Overcoming a Culture of Violence

To establish security following a violent conflict, the culture of violence must be thoroughly transformed by gender policy and feminist perspectives. The state plays a two-sided role in this multi-layered process: On the one hand it provides security, yet its gender blind structures also pose specific potential threats to women and girls. When violence escalates, the integrity of the state often disintegrates. 

Two of the greatest challenges in conflict management are to disempower violent perpetrators and to restore a functioning rule of law. These objectives are particularly important for women, due to the fact that sexualized violence increases in violent contexts. It is thus in women’s interests to restore the state’s monopoly on violence and to penalize each individual act of violence. 

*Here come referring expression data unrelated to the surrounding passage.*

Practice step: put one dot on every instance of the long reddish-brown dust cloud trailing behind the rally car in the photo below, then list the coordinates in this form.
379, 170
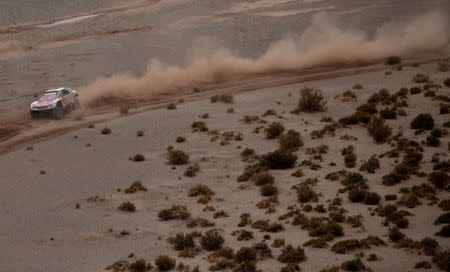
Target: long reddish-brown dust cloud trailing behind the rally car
322, 43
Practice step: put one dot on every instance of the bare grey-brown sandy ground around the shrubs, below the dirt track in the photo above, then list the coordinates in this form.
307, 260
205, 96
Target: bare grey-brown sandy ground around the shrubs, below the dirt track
43, 230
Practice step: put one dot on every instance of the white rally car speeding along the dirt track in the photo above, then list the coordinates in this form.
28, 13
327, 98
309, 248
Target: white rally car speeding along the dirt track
55, 102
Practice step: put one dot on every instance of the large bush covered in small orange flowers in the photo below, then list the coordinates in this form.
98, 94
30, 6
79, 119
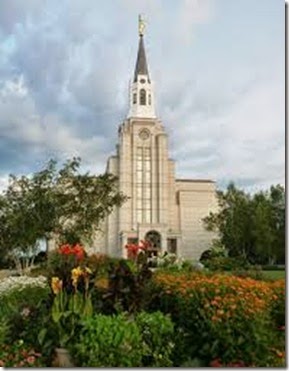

Although the state can act as a guarantor of security for women, it can also be a source of insecurity. Every security strategy, therefore, must be examined for its effects on gender and population groups. Security must include legally guaranteed protection against sexualized violence, which means passing the requisite legislation, training police forces, sensitizing judges, and setting up shelters and hotlines. Both genders must have opportunities to address the traumas of war and sexualized violence. Victims of violence require special support, while perpetrators must be publicly prosecuted within the legal system, to transform the culture of violence in a postwar society. Prerequisites for this include a broad concept of security, sensitization of the police and judicial staff, better protection for victims, and support for witnesses who testify against perpetrators. The most important allies in this process are the local initiatives that address the subject of sexualized violence – a taboo in many societies – in culturally and politically sensitive ways. 

Different needs must be addressed when demobilizing male and female combatants. There must, for instance, be specific re-integration programs for women and men, to counteract social ostracism should they not wish to revert to their old gender roles.